Renforçons le caractère véritablement démocratique des assemblées générales étudiantes ET mettons fin à la répression contre cette jeunesse qui se lève et que l’on cherche par tous les moyens d’étouffer.

Histoire de démontrer qu’il n’y a pas que des gauchistes immatures qui pensent comme moi, il est peut-être à propos de rappeler que l’ex-chef libéral Claude Ryan était favorable à ce que les associations étudiantes aient le droit de poursuivre toute fin que « ses membres veulent démocratiquement lui donner » de manière à fermer « la porte à des injonctions et à des contestations de toutes sortes qui mettront bien plus de désordre et d’instabilité qu’elles n’apporteront de solutions » (*). Ce n’est pas la première fois que j’ai la nostalgie de Claude Ryan

Il faudrait donc que le gouvernement libéral à Québec lise le rapport déposé par Serge Ménard et que ses ministres renoncent à cette fuite en avant qui ne mène qu’à l’affrontement. Les institutions d’enseignement devraient mettre en place localement des protocoles d’entente avec les associations étudiantes qui assurent qu’une fois une décision prise par les étudiants, lors d’assemblées générales ouvertes à tous et permettant un vote secret, l’institution s’engage à respecter cette décision.

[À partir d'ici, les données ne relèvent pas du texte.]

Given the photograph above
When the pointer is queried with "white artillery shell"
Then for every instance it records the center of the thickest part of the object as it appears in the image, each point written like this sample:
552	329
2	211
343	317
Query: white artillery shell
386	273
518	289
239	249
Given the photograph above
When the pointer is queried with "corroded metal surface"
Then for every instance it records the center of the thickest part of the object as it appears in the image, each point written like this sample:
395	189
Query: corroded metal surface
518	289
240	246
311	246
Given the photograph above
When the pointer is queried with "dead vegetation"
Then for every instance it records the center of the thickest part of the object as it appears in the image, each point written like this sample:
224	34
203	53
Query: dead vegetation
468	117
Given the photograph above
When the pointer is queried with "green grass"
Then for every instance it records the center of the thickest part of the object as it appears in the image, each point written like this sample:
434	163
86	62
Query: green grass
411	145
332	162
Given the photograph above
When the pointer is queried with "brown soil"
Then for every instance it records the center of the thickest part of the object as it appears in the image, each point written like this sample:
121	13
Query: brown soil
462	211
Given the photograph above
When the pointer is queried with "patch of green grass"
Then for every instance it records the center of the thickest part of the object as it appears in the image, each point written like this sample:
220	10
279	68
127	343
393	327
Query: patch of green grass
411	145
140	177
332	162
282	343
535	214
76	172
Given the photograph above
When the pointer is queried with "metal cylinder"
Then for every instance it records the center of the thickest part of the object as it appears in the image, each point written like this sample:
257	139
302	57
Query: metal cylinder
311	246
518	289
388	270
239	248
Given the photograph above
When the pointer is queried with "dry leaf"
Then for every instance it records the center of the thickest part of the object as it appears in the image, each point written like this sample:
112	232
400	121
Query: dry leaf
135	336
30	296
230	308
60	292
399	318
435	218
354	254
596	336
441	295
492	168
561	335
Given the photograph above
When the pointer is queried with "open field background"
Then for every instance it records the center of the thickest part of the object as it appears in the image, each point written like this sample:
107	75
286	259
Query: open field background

Des points de vue juridiques éclairés militent en ce sens. Encadrer de manière minimale la démocratie étudiante, c’est la seule solution qui évite les dérapages multiples que nous avons observé ces derniers jours… La démocratie étudiante se joue à échelle humaine. Elle pourrait être, comme c’est toujours le cas dans plusieurs assemblées étudiantes d’institutions collégiales et universitaires, un véritable chantier d’éducation civique où la délibération collective se fait dans le respect et où les décisions prises sont respectées. En encadrant la démocratie étudiante pour qu’elle soit transparente et qu’elle permette à tous d’exprimer son point de vue, ceux et celles qui utilisent actuellement les tribunaux pour s’extraire du débat et ainsi faire valoir leur droit individuel d’assister à leurs cours n’auront plus d’arguments pour ne pas participer à l’AG de leur faculté ou institution.

Dans toute cette dérive que nous avons constaté avec tristesse, je ne vois pas d’autres solutions que d’encadrer et de reconnaître la démocratie étudiante.